Photo: Minky Faber (ALA)

iDigBio’s Summit IV, held in November 2014, produced opportunities for collaboration well beyond initial expectations. Subsequent conversations between international invitees John LaSalle and Nicole Fisher of the Atlas of Living Australia (ALA), Keping Ma of China’s National Specimen Information Infrastructure of China (NSII), and iDigBio representatives Larry Page, Pam Soltis, David Jennings, and Gil Nelson resulted in plans for an international summit focused on data sharing and strategies for leveraging common digitization practices and protocols. ALA agreed to host the 13-17 April event at CSIRO (Commonwealth Scientific and Industrial Research Organisation), headquartered at Black Mountain Laboratories in Canberra.
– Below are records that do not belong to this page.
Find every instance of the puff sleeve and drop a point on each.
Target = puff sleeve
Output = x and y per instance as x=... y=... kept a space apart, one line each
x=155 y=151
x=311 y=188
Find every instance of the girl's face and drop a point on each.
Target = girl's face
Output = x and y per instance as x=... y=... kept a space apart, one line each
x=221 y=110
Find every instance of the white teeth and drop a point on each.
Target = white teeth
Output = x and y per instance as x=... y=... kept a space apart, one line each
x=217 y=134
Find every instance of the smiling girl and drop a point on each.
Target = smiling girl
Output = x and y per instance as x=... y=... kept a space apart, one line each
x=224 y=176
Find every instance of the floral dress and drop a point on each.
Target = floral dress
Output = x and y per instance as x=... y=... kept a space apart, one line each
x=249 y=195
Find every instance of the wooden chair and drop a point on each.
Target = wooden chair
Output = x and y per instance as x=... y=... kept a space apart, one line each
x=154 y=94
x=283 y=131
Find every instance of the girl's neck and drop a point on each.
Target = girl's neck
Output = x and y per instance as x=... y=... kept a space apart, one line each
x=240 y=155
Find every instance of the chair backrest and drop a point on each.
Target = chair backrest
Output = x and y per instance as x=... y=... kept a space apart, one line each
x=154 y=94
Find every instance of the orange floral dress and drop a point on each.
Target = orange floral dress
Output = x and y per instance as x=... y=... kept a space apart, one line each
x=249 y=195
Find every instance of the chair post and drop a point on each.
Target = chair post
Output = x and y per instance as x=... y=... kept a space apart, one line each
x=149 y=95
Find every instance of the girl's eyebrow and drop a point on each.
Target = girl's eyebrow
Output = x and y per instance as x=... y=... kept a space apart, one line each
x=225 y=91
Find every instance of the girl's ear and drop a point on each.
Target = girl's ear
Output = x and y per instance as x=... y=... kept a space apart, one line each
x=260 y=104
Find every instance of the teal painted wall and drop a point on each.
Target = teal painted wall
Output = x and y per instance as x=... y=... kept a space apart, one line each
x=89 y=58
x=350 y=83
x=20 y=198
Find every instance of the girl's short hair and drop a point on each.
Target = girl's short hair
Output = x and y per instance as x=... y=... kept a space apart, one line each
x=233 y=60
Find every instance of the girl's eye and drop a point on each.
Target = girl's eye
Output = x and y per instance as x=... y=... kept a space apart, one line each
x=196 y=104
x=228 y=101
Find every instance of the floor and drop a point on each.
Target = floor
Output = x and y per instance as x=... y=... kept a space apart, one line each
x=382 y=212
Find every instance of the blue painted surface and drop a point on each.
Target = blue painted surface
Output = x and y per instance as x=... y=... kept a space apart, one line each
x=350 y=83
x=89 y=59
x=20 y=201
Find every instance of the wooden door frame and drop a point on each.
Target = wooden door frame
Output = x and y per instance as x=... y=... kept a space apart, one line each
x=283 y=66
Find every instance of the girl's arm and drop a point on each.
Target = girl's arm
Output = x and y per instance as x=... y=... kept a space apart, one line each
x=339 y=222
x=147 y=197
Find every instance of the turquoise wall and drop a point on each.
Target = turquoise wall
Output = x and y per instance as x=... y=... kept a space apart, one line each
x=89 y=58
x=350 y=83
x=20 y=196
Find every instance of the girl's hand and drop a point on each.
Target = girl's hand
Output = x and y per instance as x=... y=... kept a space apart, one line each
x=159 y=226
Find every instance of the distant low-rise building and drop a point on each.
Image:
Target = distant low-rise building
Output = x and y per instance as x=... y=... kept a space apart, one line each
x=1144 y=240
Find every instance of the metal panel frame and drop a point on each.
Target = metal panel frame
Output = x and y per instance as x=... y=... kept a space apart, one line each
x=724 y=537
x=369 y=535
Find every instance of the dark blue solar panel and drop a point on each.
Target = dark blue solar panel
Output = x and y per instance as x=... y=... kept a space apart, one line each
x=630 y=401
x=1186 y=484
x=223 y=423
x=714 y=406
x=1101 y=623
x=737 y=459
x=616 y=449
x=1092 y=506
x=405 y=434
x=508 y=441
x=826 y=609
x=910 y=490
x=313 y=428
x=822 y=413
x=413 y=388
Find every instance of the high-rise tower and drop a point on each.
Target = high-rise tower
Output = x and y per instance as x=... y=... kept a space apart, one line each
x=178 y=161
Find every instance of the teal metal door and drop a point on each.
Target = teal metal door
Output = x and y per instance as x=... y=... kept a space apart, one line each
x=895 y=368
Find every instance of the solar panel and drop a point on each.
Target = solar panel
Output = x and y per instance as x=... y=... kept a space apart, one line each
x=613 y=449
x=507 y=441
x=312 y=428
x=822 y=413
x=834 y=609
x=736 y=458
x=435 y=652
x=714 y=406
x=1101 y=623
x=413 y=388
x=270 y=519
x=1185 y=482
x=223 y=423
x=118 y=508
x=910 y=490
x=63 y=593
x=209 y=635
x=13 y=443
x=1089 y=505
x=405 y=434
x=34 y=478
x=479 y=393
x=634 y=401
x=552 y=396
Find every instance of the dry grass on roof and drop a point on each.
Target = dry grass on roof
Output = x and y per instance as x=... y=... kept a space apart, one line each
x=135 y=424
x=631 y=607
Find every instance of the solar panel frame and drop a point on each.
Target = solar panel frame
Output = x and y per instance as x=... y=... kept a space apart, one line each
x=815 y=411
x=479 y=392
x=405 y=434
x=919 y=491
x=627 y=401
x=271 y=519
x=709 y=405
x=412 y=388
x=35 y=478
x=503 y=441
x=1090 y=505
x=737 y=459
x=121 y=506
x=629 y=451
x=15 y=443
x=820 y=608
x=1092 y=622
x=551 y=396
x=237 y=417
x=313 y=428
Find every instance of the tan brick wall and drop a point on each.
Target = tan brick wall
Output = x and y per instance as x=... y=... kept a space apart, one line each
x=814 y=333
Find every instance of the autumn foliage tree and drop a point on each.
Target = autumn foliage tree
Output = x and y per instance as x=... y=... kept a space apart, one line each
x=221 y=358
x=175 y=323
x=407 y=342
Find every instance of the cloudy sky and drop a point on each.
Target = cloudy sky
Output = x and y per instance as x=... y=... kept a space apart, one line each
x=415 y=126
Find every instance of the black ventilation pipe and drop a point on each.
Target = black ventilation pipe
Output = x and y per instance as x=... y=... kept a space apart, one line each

Other key attendees included CSIRO’s director of collections Andrew Young and research operations manager Beth Mantle, CSIRO’s Dan Gledhill and Changming Sun, ALA’s Peter Doherty, iDigBio PIs Jose Fortes and Greg Riccardi, iDigBio senior scientist Austin Mast, Vince Smith of the Natural History Museum in London, Paul Flemons of the Australian Museum, Alexis Tindall, South Australian Museum, Alison Vaughan, Royal Botanic Gardens in Melbourne, Smithsonian’s Paul Kimberly, and the Tasmania Biodiversity Hub’s Dan Gledhill.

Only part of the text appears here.